What are Ontario Health Teams?
Ontario Health Teams are groups of health care providers and organizations that are clinically and fiscally accountable for delivering a full and coordinated continuum of care to a defined geographic population.
Will patients continue to have a choice in their care provider?
Yes. When Ontario Health Teams are established, people’s choice of providers would continue.
Patients who are supported by providers who would become part of an Ontario Health Team would not need to sign up or undertake any administrative processes. What they would experience is greater access to care and support from a broader network of other physicians and inter-professional providers, working together as a team to improve their care.
How does a patient become connected with an Ontario Health Team? Will a patient be able to sign up with a team and how will this happen?
Ontarians will continue to access care from their existing care providers. As Ontario Health Teams are created, Ontarians will be provided with information about the benefits of this model. Ontarians will still be able to choose who provides their care. As the province begins this work, Ontarians can be confident that they can continue to contact their health care providers as they always have to access the health care they need.
What will be different for patients?
Improvements in integrated care through Ontario Health Teams will fundamentally change how patients, families, and caregivers experience the health care system. As Ontario Health Teams are formed – and this will be an ongoing process over several years until provincial coverage is achieved – patients will be able to more easily access and navigate the system and be better supported as they transition from one health care provider or setting to another.
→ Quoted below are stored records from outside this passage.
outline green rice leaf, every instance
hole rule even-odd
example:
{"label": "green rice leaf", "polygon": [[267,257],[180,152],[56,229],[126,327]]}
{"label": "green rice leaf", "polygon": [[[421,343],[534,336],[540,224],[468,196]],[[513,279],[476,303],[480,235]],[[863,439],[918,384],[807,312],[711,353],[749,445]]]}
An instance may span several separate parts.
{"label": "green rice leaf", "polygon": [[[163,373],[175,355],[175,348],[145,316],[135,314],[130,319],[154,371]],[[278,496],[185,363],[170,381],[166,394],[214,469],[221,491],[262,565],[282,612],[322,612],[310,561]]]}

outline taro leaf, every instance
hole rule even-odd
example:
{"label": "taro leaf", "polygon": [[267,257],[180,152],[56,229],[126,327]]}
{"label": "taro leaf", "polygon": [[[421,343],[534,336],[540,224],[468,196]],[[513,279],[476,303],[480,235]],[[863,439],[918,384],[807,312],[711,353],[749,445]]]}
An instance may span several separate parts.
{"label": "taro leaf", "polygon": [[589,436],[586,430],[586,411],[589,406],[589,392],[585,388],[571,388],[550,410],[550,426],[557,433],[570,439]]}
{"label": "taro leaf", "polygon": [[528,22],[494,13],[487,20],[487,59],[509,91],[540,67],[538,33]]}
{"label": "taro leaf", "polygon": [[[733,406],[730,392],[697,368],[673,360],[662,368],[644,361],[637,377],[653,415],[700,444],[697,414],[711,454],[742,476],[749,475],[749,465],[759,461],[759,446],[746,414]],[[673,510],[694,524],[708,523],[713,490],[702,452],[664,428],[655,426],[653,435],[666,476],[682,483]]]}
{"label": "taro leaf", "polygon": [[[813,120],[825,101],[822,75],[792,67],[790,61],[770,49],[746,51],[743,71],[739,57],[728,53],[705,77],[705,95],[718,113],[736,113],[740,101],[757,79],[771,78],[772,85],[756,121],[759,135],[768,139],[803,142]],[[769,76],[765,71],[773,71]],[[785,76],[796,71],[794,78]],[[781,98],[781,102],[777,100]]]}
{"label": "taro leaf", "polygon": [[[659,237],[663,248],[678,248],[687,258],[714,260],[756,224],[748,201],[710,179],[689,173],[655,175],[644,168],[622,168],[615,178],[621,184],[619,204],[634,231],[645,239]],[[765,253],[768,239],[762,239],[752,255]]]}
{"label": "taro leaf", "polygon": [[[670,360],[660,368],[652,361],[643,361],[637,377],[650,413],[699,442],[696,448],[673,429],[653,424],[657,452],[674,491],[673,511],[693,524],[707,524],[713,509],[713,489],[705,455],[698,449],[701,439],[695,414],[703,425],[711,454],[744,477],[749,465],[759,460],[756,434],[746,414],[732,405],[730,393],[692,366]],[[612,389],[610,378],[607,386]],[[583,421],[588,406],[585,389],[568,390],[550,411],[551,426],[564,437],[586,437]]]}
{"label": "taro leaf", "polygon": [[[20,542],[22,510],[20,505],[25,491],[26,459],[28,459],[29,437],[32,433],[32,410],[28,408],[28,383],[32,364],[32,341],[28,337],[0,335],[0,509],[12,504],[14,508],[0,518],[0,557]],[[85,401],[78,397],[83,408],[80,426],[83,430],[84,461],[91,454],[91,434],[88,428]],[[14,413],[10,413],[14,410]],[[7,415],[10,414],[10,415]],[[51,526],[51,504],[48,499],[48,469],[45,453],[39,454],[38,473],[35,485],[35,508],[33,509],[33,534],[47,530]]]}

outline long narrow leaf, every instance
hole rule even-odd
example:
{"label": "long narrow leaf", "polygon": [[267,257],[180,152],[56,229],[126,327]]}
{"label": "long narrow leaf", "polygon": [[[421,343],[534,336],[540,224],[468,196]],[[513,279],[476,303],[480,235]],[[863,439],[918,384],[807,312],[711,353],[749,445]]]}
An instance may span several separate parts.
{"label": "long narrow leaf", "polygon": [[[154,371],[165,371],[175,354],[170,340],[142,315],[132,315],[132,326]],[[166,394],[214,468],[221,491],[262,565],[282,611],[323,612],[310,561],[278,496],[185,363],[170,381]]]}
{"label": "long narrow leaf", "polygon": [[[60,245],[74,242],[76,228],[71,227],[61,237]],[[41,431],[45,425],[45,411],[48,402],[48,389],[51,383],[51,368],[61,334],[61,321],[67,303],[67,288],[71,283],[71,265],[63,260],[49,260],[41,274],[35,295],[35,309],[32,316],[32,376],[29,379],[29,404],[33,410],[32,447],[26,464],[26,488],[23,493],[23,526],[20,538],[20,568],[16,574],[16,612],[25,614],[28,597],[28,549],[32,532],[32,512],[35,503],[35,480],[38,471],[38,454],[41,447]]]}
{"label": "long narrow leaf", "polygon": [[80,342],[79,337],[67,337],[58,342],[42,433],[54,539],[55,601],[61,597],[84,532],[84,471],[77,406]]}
For each component of the model, Ontario Health Teams will be expected to meet certain commitments and service delivery expectations for their population after their first year of operations through to maturity.
What does an OHT look like at maturity?
As set out in the Ministry’s guidance document, at mature state, each Ontario Health Team will:
1. Provide a full and coordinated continuum of care for a defined population within a geographic region including primary care, hospital care, community and home care, long-term care, mental health and addictions services, and palliative care services.
2. Offer patients 24/7 access to coordination of care and system navigation services and work to ensure patients experience seamless transitions throughout their care journey. This does not mean that physicians are expected to be available 24/7, rather there is a patient navigator/care coordinator function required.
3. Improve performance across a range of outcomes linked to the ‘Quadruple Aim’: better patient and population health outcomes; better patient, family and caregiver experience; better provider experience; and better value.
4. Be measured and reported against a standardized performance framework aligned to the Quadruple Aim.
5. Operate within a single, clear accountability framework. Updated September 17, 2019 7 6. Be funded through an integrated funding envelope.
7. Reinvest into front line care. 8. Focus on digital health, in alignment with provincial digital health policies and standards, including the provision of digital choices for patients to access care and health information and the use of digital tools to communicate and share information among providers. Greater detail on the stages and expectations at maturity is outlined in the Ministry’s guidance document.